Tax Man Bites Economic Dog

If I wasn't so jaded by this time about such things, this story would actually be a jaw-dropper to me:

Buried deep in the President’s proposals for the Department of the Treasury is a plan to create a Dynamic Analysis Division within the Treasury’s Office of Tax Analysis. This division would advise the President and other key policymakers on how proposed changes to U.S. tax policy would affect economic activity. Inside the Beltway, this type of analysis is called “dynamic scoring.” Outside the Beltway, this is called “economics.”

Yes, you read that correctly. Twenty-five years after the "Reagan Revolution" and five years after Bush the Younger climbed to the proverbial Western summit, dynamic scoring is actually going to start being performed inside the Beltway somewhere besides the fantasies of think tank denizens. Kinda makes sane economic policy sound quasi-raunchy, doesn't it?

Here's the "jaded" part:

So why is this news? Hasn’t the government been studying the effects of tax policy on the economy all along? Aren’t Washington policymakers routinely advised about how tax changes will affect jobs and output and how those, in turn, will affect government revenues?

Surprisingly, the answer is often no. Until very recently, no official Washington agency produced estimates of the economic and tax-revenue effects of proposed tax policies....

Why was this? Because "static" scoring produced a built-in bias toward tax increases and against tax cuts. This despite the predomination of Republican rule in the Executive over the past forty years and Congress over the past decade.
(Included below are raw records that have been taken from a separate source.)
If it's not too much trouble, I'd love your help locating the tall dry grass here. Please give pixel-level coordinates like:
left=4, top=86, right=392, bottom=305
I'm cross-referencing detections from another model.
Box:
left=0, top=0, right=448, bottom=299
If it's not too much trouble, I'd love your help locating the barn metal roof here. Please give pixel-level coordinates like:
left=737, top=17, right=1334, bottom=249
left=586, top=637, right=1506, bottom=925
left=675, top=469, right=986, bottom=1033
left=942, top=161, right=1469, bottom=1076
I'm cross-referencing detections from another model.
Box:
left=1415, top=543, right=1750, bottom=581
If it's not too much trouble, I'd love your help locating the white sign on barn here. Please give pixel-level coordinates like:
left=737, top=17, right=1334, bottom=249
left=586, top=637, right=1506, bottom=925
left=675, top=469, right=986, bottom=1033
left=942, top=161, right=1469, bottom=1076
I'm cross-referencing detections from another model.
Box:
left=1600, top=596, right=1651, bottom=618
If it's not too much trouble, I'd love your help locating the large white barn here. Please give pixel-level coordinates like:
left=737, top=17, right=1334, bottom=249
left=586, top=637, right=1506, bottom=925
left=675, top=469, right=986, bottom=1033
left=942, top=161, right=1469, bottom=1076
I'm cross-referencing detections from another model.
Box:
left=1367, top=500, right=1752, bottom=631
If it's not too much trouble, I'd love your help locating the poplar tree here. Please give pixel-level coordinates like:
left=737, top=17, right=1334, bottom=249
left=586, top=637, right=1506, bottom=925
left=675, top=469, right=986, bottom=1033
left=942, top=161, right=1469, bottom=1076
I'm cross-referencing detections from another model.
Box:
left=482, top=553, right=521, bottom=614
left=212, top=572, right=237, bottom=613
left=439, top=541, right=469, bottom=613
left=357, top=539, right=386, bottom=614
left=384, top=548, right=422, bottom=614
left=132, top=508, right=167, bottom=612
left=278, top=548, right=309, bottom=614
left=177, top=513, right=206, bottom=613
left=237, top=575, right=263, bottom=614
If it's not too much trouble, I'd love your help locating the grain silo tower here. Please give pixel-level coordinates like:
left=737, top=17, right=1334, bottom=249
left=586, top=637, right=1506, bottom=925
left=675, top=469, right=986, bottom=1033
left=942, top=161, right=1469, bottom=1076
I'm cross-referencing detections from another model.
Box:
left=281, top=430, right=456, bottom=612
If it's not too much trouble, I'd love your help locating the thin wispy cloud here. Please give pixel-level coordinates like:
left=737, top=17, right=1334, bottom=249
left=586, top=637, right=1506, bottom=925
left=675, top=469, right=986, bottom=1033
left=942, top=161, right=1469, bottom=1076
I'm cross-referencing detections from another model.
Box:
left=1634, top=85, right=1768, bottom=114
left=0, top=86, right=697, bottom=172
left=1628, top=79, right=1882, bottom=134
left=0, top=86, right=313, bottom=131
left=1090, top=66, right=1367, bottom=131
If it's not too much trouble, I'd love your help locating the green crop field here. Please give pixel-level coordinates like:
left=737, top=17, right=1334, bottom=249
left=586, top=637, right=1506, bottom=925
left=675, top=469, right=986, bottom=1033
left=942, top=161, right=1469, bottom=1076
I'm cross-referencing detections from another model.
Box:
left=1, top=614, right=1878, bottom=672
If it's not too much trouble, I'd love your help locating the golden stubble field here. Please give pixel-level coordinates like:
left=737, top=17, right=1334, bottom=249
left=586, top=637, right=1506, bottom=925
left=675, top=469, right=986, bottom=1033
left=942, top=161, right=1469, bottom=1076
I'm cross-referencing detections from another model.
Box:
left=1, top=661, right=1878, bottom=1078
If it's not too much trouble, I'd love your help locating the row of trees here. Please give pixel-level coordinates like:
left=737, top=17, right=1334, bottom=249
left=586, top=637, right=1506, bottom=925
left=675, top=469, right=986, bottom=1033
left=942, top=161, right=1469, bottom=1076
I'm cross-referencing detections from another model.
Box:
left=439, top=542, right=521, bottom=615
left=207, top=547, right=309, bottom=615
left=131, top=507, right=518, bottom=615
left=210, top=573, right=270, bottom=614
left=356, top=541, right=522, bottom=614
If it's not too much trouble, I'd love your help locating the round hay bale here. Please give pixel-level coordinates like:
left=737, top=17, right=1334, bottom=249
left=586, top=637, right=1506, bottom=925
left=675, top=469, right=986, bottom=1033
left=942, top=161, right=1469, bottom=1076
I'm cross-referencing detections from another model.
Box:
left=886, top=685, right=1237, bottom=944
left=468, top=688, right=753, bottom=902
The phrase, "It's about time" doesn't begin to express the proper emotional sentiment at this news.

Heritage's William Beach concludes the obvious:

Dynamic scoring might not prevent bad tax policy from becoming law, but it would help. Furthermore, reporting the economic consequences of tax proposals will be enormously helpful in redesigning the tax system. The President has called for fundamental tax reform, and he and Congress will find fundamental reform a much easier exercise if routine and sophisticated dynamic scoring is in place when that task is tackled.

He leaves out how the Democrats will mischaracterize institutionalized dynamic scoring as "book-cooking" and "corrupting the tax code" and all their other vituperative cliches. I, for one, am simply grateful that they'll have something real at which to futilely (hopefully) hurl them.